[dsl]

Yes.

The only way this could be done safely is if you are required to establish a TCP connection, and then "upgrade" it to UDP. There are too many pointy sticks that developers could impale themselves on, with the side effect of creating DDoS vectors.

[geofft]

Can you do it safely if you're required to make an HTTPS request to the same hostname with some standardized request (a la CORS preflight) and get an answer back saying "Yes, this origin may connect to me on these UDP ports", and then hang onto that permission indefinitely? The nice thing about having a persistent permission instead of an upgrade on each request is that a service worker that's woken up by a push notification or similar can immediately send UDP traffic instead of doing a TCP (+ HTTPS?) handshake.

Since it's restricted by origin (probably using literally the same mechanism CORS uses) and over HTTPS, a malicious actor can't DDoS anyone but themselves.

If you're really worried, maybe extend it to allow the server to limit the duration of the permission and the maximum bandwidth, but I think you don't need that.

EDIT: Oh, oops, binding to the hostname doesn't help because you can just repoint your hostname in DNS at someone else. You'd ideally need to bind it to the IP, in which case you definitely want it to be a time-limited permission. (But I think that attack is also feasible, though a bit harder, with the handshake-before-each-UDP-connection model. Just have the attacker set up a custom DNS server for their domain, which for any hostname sends you a low-TTL response pointing to the attacker's HTTPS server, and then a higher-TTL response to the victim. Each user gets pointed at a random hostname within that domain.)

[jandrese]

That model tends to be hell on firewall appliances and NAT/load balancing devices.

[geofft]

I'm not sure I follow - how is this different from, say, a native app (desktop or mobile) that's just using UDP like normal? There's a single preflight request per client device, which can usually be satisfied when you load the website itself.

[edwhitesell]

It's different because a load balancer will send your initial HTTPS request to one application server, but when you're switching protocols (to UDP) you'll then want that traffic directed the same place. Or need some way to share session data across multiple app servers.

You could handle it with some kind of cookie/token that enables the LB to route to the right place, but that opens a whole bunch of other complicated logic too.

Whereas if the UDP application/server were able to handle it independently of HTTP(S), you wouldn't need any of that.

[geofft]

Either I'm not following you or I'm being unclear - it doesn't matter what HTTPS server the load balancer sends it to, all that you need is a reply saying "Yes, in general, sending UDP to my IP on this port is fine with me." You don't need to send it any other application-level data, and frankly the load balancer itself could send that static reply. So you don't care what application server it's sent to.

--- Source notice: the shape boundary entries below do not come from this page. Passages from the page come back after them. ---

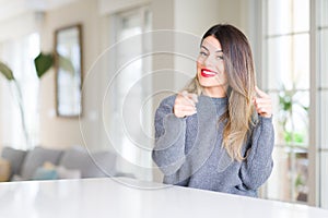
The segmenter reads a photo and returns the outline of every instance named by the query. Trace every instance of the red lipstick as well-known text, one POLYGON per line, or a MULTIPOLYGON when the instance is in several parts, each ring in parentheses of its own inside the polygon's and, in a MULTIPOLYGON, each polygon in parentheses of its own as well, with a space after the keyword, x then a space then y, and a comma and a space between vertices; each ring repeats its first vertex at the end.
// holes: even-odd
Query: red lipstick
POLYGON ((213 76, 215 76, 218 73, 216 73, 215 71, 212 71, 212 70, 202 68, 202 69, 200 70, 200 74, 201 74, 201 76, 203 76, 203 77, 213 77, 213 76))

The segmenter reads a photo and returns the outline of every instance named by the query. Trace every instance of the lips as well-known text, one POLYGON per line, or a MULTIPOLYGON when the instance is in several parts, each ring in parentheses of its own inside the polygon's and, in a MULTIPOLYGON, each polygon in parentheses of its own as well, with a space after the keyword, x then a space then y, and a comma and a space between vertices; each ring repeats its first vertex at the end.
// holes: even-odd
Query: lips
POLYGON ((203 77, 213 77, 218 73, 215 71, 212 71, 212 70, 209 70, 209 69, 201 69, 200 74, 203 77))

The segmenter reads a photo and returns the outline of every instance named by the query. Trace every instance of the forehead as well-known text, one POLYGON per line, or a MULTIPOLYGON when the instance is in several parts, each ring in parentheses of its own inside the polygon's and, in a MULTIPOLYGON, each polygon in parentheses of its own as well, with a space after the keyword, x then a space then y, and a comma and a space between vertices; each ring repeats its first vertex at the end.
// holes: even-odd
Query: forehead
POLYGON ((209 50, 222 50, 220 41, 214 36, 208 36, 202 40, 201 46, 209 50))

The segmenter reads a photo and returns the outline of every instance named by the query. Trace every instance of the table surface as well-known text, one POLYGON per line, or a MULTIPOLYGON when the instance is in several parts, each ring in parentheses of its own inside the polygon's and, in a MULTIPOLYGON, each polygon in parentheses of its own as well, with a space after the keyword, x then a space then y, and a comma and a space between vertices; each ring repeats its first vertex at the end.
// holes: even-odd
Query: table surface
POLYGON ((127 178, 0 183, 1 218, 328 218, 328 210, 127 178))

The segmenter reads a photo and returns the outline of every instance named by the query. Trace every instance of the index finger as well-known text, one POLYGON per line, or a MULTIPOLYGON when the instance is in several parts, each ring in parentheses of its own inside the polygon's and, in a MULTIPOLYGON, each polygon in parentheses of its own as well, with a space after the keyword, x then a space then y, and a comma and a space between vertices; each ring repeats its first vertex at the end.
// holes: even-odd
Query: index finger
POLYGON ((259 95, 259 97, 267 97, 268 94, 259 89, 257 86, 255 86, 255 92, 259 95))

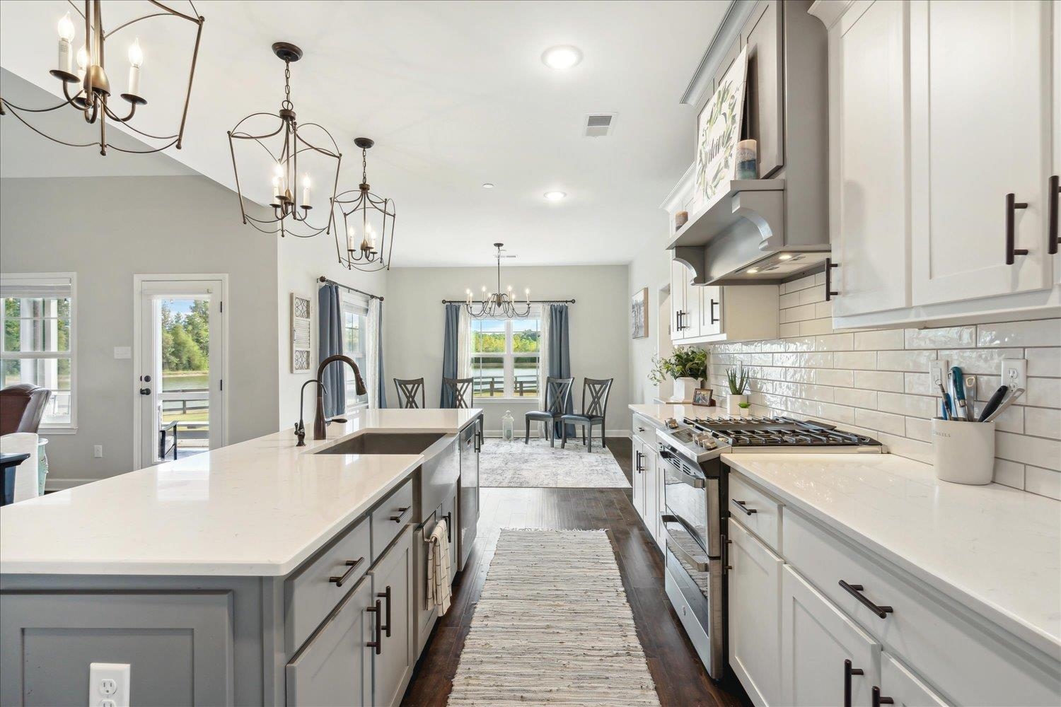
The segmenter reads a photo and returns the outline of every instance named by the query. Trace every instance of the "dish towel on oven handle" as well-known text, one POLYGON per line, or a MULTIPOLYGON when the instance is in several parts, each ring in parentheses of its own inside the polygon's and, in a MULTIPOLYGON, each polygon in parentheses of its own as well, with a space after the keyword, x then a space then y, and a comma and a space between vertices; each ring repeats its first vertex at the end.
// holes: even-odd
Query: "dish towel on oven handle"
POLYGON ((435 524, 428 537, 428 606, 442 616, 450 608, 450 541, 446 520, 435 524))

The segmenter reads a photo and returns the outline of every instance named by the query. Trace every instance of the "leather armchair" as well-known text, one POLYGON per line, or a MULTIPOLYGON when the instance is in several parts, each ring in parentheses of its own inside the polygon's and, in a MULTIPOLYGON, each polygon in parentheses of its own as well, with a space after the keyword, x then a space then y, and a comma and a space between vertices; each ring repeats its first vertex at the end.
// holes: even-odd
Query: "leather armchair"
POLYGON ((34 432, 52 391, 32 383, 19 383, 0 390, 0 436, 34 432))

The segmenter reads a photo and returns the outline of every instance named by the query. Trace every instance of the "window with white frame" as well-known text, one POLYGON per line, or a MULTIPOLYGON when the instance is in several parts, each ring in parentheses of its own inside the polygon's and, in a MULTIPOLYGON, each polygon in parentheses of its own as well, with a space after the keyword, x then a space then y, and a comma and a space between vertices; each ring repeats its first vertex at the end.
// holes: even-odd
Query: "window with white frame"
MULTIPOLYGON (((368 370, 365 360, 365 341, 368 333, 368 298, 359 293, 343 294, 343 353, 353 359, 362 376, 368 370)), ((368 395, 359 395, 353 371, 345 372, 346 411, 368 405, 368 395)), ((366 379, 366 386, 368 382, 366 379)))
POLYGON ((537 397, 541 320, 472 319, 471 368, 475 397, 537 397))
POLYGON ((76 429, 75 283, 73 272, 0 275, 3 387, 52 391, 41 430, 76 429))

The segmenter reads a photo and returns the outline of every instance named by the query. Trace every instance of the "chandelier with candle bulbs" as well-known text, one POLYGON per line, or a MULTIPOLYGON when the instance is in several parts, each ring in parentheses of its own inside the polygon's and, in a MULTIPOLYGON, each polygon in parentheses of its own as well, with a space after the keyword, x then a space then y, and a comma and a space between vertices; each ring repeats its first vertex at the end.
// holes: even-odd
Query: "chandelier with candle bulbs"
MULTIPOLYGON (((517 317, 527 317, 530 315, 530 288, 527 287, 523 290, 523 305, 516 300, 516 295, 512 291, 512 286, 508 285, 505 290, 501 289, 501 259, 505 258, 502 254, 502 247, 505 244, 494 243, 493 247, 498 249, 494 258, 498 259, 498 288, 492 293, 488 293, 486 285, 483 285, 482 299, 477 302, 473 299, 473 294, 471 289, 466 289, 465 295, 465 310, 467 310, 468 315, 472 318, 483 317, 486 319, 501 319, 507 318, 512 319, 517 317)), ((510 255, 509 255, 510 258, 510 255)))
POLYGON ((368 185, 368 149, 376 142, 356 138, 353 144, 361 148, 361 184, 356 191, 343 192, 332 200, 334 211, 343 218, 342 227, 335 225, 338 262, 349 270, 389 270, 395 202, 372 194, 368 185))
MULTIPOLYGON (((72 2, 72 0, 70 4, 73 6, 74 12, 81 15, 81 19, 84 20, 84 43, 81 49, 77 50, 75 58, 73 47, 74 40, 77 36, 77 24, 80 24, 81 21, 79 20, 75 23, 74 19, 71 18, 70 13, 68 12, 59 19, 58 22, 58 58, 55 63, 55 68, 49 71, 53 77, 59 81, 59 84, 63 87, 63 96, 65 100, 58 105, 51 106, 49 108, 28 108, 24 106, 17 106, 0 96, 0 116, 6 114, 5 109, 11 110, 12 114, 24 123, 27 127, 53 142, 70 147, 98 146, 100 148, 100 154, 104 156, 107 154, 108 148, 134 154, 157 153, 171 146, 176 146, 177 149, 180 149, 181 141, 184 140, 185 135, 185 121, 188 119, 188 101, 191 98, 192 79, 195 76, 195 60, 198 57, 199 38, 203 35, 203 23, 206 21, 195 11, 195 5, 189 0, 188 4, 191 6, 192 14, 186 15, 173 10, 172 7, 168 7, 160 2, 154 2, 154 0, 151 0, 151 4, 155 6, 155 12, 140 17, 135 17, 110 31, 106 31, 103 29, 101 0, 85 0, 84 12, 82 12, 77 5, 72 2), (126 30, 126 28, 129 28, 137 22, 155 17, 187 20, 196 25, 195 49, 192 51, 191 68, 188 71, 188 88, 185 91, 185 104, 180 113, 180 127, 177 129, 175 135, 170 136, 151 135, 138 129, 132 123, 133 117, 136 114, 137 106, 146 105, 147 103, 147 100, 141 95, 140 91, 140 70, 143 66, 143 50, 140 48, 139 38, 135 38, 128 47, 128 82, 125 86, 125 92, 119 94, 119 96, 128 104, 128 113, 125 116, 121 116, 114 110, 114 106, 111 104, 112 93, 110 77, 107 76, 107 72, 104 69, 104 58, 106 56, 105 49, 111 36, 122 30, 126 30), (74 60, 77 63, 76 72, 74 71, 73 66, 74 60), (71 87, 74 85, 79 88, 75 92, 71 93, 71 87), (34 127, 27 117, 23 116, 23 113, 42 113, 58 110, 59 108, 66 106, 81 112, 86 123, 100 126, 100 139, 98 141, 79 143, 53 138, 39 128, 34 127), (127 147, 114 145, 107 141, 107 119, 123 124, 128 130, 135 132, 140 138, 145 138, 153 145, 158 145, 159 142, 163 144, 149 149, 129 149, 127 147)), ((129 33, 126 32, 125 34, 127 35, 129 33)))
MULTIPOLYGON (((250 113, 228 131, 232 170, 236 172, 236 191, 244 224, 249 224, 263 233, 279 233, 281 237, 290 233, 309 238, 331 230, 330 207, 338 188, 338 169, 343 155, 331 132, 317 123, 299 123, 296 118, 295 104, 291 102, 291 64, 302 58, 302 50, 290 42, 278 41, 273 45, 273 53, 283 61, 283 101, 279 111, 250 113), (259 174, 256 181, 259 185, 268 183, 268 206, 273 210, 271 216, 253 216, 244 206, 244 184, 240 180, 236 157, 236 146, 240 143, 258 145, 267 155, 262 161, 271 165, 266 167, 271 171, 267 176, 259 174), (311 157, 314 160, 320 158, 321 163, 316 166, 332 183, 326 197, 317 197, 314 193, 313 175, 307 164, 311 157), (331 167, 333 161, 334 174, 331 167), (321 207, 316 216, 311 214, 314 201, 321 207)), ((255 154, 261 157, 261 153, 255 154)))

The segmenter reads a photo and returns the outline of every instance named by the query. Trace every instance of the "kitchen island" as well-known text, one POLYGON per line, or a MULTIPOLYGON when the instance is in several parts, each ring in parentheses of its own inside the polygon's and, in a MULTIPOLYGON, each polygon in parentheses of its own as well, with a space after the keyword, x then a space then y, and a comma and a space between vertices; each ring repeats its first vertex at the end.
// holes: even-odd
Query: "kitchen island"
POLYGON ((400 702, 424 526, 457 571, 481 436, 479 409, 366 410, 4 507, 0 703, 84 703, 90 662, 131 664, 136 704, 400 702))

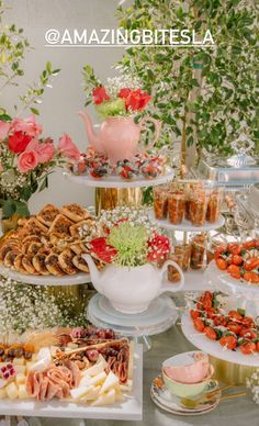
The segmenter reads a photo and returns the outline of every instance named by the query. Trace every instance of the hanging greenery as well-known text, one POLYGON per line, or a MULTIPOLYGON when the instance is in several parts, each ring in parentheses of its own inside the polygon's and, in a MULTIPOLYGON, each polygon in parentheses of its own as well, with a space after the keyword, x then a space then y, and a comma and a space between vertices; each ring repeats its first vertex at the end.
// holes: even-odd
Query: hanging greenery
POLYGON ((210 30, 215 42, 204 48, 134 46, 120 61, 151 91, 148 112, 164 123, 162 144, 180 138, 228 155, 246 123, 259 152, 258 12, 254 0, 134 0, 117 8, 124 30, 189 29, 198 37, 210 30))

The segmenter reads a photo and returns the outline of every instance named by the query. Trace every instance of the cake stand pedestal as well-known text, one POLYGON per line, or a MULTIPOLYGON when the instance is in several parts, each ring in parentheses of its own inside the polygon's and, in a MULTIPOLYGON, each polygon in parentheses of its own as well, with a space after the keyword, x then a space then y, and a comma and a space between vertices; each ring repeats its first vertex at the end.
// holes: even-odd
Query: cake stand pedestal
POLYGON ((149 336, 170 328, 178 318, 174 302, 168 295, 155 299, 148 309, 137 315, 116 311, 102 294, 94 294, 88 305, 88 320, 97 327, 113 328, 117 335, 142 343, 144 351, 150 349, 149 336))

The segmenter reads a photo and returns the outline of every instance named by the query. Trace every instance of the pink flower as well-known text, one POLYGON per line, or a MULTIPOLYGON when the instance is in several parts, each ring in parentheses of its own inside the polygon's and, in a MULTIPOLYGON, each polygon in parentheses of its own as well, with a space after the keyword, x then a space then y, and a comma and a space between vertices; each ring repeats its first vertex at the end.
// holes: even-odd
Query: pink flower
POLYGON ((11 131, 12 132, 23 132, 26 133, 29 136, 38 136, 43 127, 41 124, 36 124, 35 122, 35 115, 30 115, 27 119, 14 119, 11 124, 11 131))
POLYGON ((35 150, 24 150, 18 157, 18 169, 21 173, 26 173, 29 170, 35 169, 38 165, 38 155, 35 150))
POLYGON ((10 131, 11 124, 0 120, 0 142, 4 141, 10 131))
POLYGON ((64 133, 64 135, 59 138, 58 150, 67 158, 74 160, 79 160, 80 158, 80 152, 77 145, 74 144, 71 138, 66 133, 64 133))
POLYGON ((50 137, 46 138, 44 142, 32 139, 25 150, 34 150, 37 153, 38 162, 48 162, 55 155, 55 146, 50 137))

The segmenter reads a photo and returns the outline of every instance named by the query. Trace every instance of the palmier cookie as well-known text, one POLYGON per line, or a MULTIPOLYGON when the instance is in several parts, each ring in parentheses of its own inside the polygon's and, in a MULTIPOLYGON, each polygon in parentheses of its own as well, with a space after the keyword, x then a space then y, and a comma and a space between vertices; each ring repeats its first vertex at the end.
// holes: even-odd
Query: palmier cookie
POLYGON ((49 273, 56 277, 64 276, 64 271, 61 270, 59 262, 58 262, 58 255, 55 253, 50 253, 45 260, 46 268, 49 273))
POLYGON ((22 266, 32 276, 37 276, 38 273, 37 273, 36 269, 33 266, 32 259, 33 259, 32 255, 23 256, 23 258, 22 258, 22 266))
POLYGON ((58 256, 58 262, 64 270, 65 273, 68 276, 72 276, 74 273, 78 272, 78 269, 72 264, 74 253, 66 248, 59 256, 58 256))
POLYGON ((35 270, 41 274, 41 276, 49 276, 49 270, 46 267, 46 258, 47 256, 44 254, 37 254, 33 256, 32 262, 35 268, 35 270))

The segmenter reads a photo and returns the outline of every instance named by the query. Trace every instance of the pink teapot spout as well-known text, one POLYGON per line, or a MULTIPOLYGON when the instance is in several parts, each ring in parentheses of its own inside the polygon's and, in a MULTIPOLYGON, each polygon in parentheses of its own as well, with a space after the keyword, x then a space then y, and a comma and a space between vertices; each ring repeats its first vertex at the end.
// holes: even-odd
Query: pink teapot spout
POLYGON ((100 136, 94 131, 90 116, 86 111, 79 111, 78 114, 83 120, 89 143, 98 153, 104 154, 103 147, 100 143, 100 136))

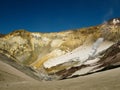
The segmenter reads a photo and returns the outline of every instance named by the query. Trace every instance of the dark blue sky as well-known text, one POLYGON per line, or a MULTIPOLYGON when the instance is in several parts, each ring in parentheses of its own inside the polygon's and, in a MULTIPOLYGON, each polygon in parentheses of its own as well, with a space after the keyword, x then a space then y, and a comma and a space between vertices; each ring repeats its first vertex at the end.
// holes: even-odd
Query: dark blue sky
POLYGON ((120 17, 120 0, 0 0, 0 33, 57 32, 120 17))

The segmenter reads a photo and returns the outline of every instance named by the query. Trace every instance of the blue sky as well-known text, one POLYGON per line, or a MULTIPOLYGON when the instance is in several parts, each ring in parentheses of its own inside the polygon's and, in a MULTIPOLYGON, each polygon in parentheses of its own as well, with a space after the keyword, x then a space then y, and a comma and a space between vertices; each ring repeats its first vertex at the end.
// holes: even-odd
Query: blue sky
POLYGON ((120 17, 120 0, 0 0, 0 33, 58 32, 120 17))

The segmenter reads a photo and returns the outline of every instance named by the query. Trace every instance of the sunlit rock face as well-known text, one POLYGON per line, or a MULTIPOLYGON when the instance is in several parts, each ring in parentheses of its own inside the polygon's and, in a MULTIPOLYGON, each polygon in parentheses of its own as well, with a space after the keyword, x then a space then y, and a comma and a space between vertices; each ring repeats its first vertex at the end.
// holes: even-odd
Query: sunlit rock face
POLYGON ((17 30, 0 35, 0 53, 45 80, 84 75, 119 65, 119 23, 119 19, 112 19, 98 26, 55 33, 17 30))

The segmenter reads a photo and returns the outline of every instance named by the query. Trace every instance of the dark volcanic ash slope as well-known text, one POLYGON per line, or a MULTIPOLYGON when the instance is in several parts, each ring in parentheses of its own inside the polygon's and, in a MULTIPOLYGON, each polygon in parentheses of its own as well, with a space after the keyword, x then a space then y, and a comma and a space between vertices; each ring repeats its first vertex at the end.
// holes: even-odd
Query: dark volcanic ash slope
POLYGON ((112 19, 102 25, 56 33, 14 31, 1 35, 0 58, 40 80, 69 78, 116 66, 119 23, 119 19, 112 19))

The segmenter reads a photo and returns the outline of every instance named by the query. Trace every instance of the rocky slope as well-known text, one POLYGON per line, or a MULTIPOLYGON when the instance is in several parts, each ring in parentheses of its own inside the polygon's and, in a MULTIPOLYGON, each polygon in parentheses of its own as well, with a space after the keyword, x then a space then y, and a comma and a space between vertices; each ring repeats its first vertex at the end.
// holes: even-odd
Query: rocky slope
POLYGON ((116 18, 98 26, 56 33, 17 30, 0 37, 0 56, 40 80, 70 78, 118 66, 119 24, 116 18))

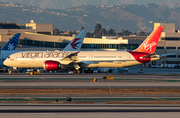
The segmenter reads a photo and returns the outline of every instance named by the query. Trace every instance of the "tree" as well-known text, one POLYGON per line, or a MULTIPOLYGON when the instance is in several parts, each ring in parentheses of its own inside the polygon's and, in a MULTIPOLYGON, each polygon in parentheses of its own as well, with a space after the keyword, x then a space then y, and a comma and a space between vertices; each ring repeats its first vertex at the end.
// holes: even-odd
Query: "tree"
POLYGON ((68 36, 72 36, 72 31, 69 31, 68 36))
POLYGON ((81 27, 81 30, 83 30, 83 29, 84 29, 84 27, 82 26, 82 27, 81 27))
POLYGON ((90 36, 91 36, 91 33, 90 33, 90 32, 87 32, 87 33, 86 33, 86 37, 89 38, 90 36))
POLYGON ((145 36, 145 32, 143 31, 139 32, 139 36, 145 36))

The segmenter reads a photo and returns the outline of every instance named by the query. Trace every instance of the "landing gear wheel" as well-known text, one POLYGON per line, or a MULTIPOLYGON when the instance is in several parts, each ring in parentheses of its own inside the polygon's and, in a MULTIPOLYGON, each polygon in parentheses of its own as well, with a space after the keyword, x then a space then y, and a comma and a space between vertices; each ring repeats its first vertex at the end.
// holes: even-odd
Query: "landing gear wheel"
POLYGON ((81 71, 80 70, 73 70, 73 73, 81 73, 81 71))

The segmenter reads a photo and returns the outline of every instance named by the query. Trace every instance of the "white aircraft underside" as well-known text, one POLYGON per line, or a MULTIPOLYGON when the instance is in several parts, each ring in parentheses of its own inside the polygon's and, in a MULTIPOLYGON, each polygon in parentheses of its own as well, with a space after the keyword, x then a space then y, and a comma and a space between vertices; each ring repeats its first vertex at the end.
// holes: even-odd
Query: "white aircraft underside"
MULTIPOLYGON (((68 55, 75 52, 68 51, 44 51, 44 52, 19 52, 15 56, 11 55, 9 60, 4 64, 7 66, 19 68, 42 68, 45 61, 53 60, 59 62, 63 67, 74 68, 74 64, 78 64, 82 68, 96 67, 127 67, 141 64, 140 61, 130 53, 123 51, 81 51, 77 52, 77 56, 67 58, 68 55), (43 58, 41 58, 43 57, 43 58), (71 63, 74 64, 71 64, 71 63)), ((143 55, 144 56, 144 55, 143 55)), ((159 58, 151 58, 148 62, 158 60, 159 58)), ((143 60, 143 59, 142 59, 143 60)))

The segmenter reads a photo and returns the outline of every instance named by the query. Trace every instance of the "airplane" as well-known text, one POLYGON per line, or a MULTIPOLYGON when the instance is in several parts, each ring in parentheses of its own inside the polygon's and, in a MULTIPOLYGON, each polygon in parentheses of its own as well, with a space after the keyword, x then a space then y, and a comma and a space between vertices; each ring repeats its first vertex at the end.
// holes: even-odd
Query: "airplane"
POLYGON ((3 61, 11 54, 17 52, 15 51, 16 45, 18 43, 21 33, 15 34, 1 49, 0 51, 0 68, 3 67, 3 61))
MULTIPOLYGON (((84 37, 86 35, 86 30, 82 30, 64 49, 63 51, 80 51, 82 43, 84 41, 84 37), (73 46, 71 46, 73 45, 73 46)), ((0 54, 0 68, 3 67, 3 62, 6 58, 9 57, 9 55, 17 52, 24 52, 25 50, 18 50, 15 51, 16 44, 19 40, 21 33, 17 33, 14 35, 14 37, 2 48, 1 54, 0 54)), ((58 50, 56 50, 58 51, 58 50)), ((15 66, 11 66, 15 67, 15 66)), ((16 67, 15 67, 16 68, 16 67)))
MULTIPOLYGON (((169 54, 157 55, 155 50, 164 26, 158 26, 133 51, 34 51, 10 55, 4 65, 19 68, 44 68, 55 71, 62 68, 81 73, 84 68, 122 68, 159 60, 169 54)), ((76 42, 76 41, 74 41, 76 42)), ((70 45, 74 49, 77 43, 70 45)))

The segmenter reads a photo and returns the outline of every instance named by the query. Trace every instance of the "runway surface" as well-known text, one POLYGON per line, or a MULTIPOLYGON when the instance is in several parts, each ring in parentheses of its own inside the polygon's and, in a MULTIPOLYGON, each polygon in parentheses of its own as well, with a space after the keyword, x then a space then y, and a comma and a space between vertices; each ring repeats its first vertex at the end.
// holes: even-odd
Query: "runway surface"
POLYGON ((180 88, 179 82, 0 82, 0 88, 180 88))
POLYGON ((0 113, 2 118, 179 118, 179 112, 0 113))
POLYGON ((180 112, 179 105, 1 104, 0 113, 180 112))
POLYGON ((1 74, 0 88, 180 88, 179 74, 1 74), (104 80, 103 77, 114 80, 104 80), (94 82, 94 78, 97 82, 94 82))

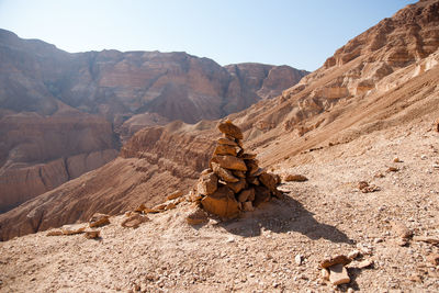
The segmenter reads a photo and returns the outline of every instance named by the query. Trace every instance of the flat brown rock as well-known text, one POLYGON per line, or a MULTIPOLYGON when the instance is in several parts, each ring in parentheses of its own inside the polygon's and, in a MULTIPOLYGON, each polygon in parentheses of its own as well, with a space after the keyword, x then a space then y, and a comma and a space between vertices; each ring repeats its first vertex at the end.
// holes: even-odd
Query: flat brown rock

And once you have that permission, you never need to make an HTTPS connection again.

What you do care is that your actual application traffic, such as your login session, and your UDP traffic have some way of being associated with each other, but you have that problem regardless of how the client (whether it's a browser client or a normal desktop/mobile app) gets permission to send UDP.

As an example, the user could visit example.com, load some HTML and JS, send a request to login.example.com, get a session key, send a single HTTPS request to data.example.com exactly once, and then send UDP to data.example.com protected by that session key. You never send HTTPS to data.example.com again; from this point onwards you only send UDP. Coordination between your HTTPS login server and your UDP data server is no different in this model from the native app model.

[edwhitesell]

I think we're on the same page. My point was I think it's too complicated to do all of those steps (and likely more) just to "switch" to UDP. You could instead make all of that part of the Web UDP application, which is no less complicated, but then you are removing one step of switching applications/protocols midway through.

I guess what I'm trying to say is UDP could work, but I think trying to bootstrap the initial connection/session info with HTTP is probably going to be FAR more trouble than it's worth.

[mrmoka]

UDP over IPv4 and IPv6 has source IP and source Port in header. This can be used for sticky routing through Load Balancers.

[edwhitesell]

Sure, but in this context, unless you are able to use the same source port for TCP and UDP (and likely from the load balancer to the application server too) you'll still need another way to identify a client/session when switching from TCP to UDP.

Doing that with NAT is even trickier. Take a look at the way some firewalls need to configure a DMZ for gaming, or SIP for some examples.

[edwhitesell]

You could also handle the "handshake" elsewhere, like the application layer. This type of identification is already done in other UDP-based protocols, like RADIUS.

UDP is arguably faster in some ways that is handled, provided the application load is managed well.

[jandrese]

Putting UDP on top of TCP eliminates any possible benefit of using UDP.